Pay-for-Performance appears to be another step in our ever-changing healthcare environment. In most of the white papers, reports, and web pages devoted to improving the quality of healthcare in America, there is a failure to recognize or list medical simulation as a methodology to reduce the costs of implementation and to speed transition to the new order. The Agency for Healthcare Research and Quality is funding research in simulation to improve quality. This article outlines the rationales for using simulation and how simulation can benefit all involved.

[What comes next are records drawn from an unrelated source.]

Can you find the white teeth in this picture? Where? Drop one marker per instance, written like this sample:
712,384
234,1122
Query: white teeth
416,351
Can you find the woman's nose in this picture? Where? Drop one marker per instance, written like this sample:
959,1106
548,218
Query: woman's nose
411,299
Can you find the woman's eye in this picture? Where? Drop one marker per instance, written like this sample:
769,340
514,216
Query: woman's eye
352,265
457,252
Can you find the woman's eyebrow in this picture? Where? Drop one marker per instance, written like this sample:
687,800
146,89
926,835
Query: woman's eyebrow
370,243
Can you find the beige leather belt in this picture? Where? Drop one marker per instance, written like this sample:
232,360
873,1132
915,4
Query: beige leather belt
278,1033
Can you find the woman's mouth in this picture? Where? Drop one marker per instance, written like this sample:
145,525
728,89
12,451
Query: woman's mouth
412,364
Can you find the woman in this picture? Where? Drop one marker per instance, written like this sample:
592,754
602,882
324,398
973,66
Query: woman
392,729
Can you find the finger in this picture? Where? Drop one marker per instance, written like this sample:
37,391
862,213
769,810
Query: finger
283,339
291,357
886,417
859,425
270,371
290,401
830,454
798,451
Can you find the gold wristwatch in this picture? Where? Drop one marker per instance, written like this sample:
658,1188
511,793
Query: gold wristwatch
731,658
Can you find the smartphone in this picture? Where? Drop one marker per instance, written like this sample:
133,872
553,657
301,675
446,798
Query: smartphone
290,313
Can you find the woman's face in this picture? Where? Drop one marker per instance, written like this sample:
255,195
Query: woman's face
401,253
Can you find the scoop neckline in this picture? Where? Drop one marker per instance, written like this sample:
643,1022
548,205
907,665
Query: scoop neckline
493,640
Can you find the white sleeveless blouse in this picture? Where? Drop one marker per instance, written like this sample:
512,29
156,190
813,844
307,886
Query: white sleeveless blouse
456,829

With a paucity of proof that simulation can deliver in terms of improving the quality of healthcare, the mass of evidence has been from observation and anecdotal tales of medical professionals that simulation is a valid tool. This article correlates the use of simulation in other nonmedical pay-for-performance professions to similar situations in medicine as some other evidence that simulation should be considered a viable option. I conclude by relating the individual strengths of simulation to the six quality initiatives of the Institute of Medicine's second report from the Committee on Quality of Health Care in America. Simulation can work to enhance the assimilation of change with each of these initiatives and help to reduce the costs of doing so. There are limitations to simulation, but used within those limitations, simulation should prove to be a powerful tool.